Are flex provisions used in commitment letters in your jurisdiction? Which provisions are usually subject to such flex?
Flex provisions are not very common in the current market under Spanish law. Margin and tenor were once the terms typically subject to such flex.
Are securities demands a key feature in acquisition financing in your jurisdiction? Give details of the notable features of securities demands in your jurisdiction.
Securities demands are not a key feature in acquisition financing in Spain. However, some transactions subject to New York laws have included these commitments by the borrower.
Key terms for lenders
What are the key elements in the acquisition agreement that are relevant to the lenders in your jurisdiction? What liability protections are typically afforded to lenders in the acquisition agreement?
Lenders will typically look at conditions to closing being consistent with ‘certain funds’ conditions and at the assignability of any claims of the borrower in relation to the sellers.
Public filing of commitment papers
Are commitment letters and acquisition agreements publicly filed in your jurisdiction? At what point in the process are the commitment papers made public?
Commitment letters and acquisition agreements are not filed with any Spanish public registry, although they are normally formalised before a public notary, who would keep them in his or her files.
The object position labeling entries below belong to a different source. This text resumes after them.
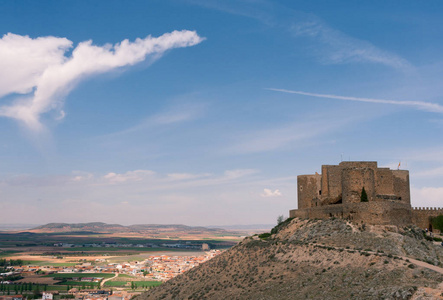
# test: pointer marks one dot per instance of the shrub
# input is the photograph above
(264, 236)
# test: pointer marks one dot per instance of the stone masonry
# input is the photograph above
(336, 192)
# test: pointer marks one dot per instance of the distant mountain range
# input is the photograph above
(101, 227)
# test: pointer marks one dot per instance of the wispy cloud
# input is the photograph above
(267, 193)
(420, 105)
(175, 115)
(426, 196)
(285, 136)
(336, 47)
(329, 45)
(39, 68)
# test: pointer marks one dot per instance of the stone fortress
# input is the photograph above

The files are not accessible to the public, with the exception of parties or public authorities alleging and proving interest in their content.
In addition, when antitrust clearance is required, the acquisition agreements are filed with the antitrust authorities, who would make public the fact that the transaction is taking place, without giving information on the specific contents of the acquisition agreements. In public mergers and acquisitions, certain provisions of the acquisition agreements might need to be disclosed to the market, mainly if they include put or call options or restrictions on the sale of shares.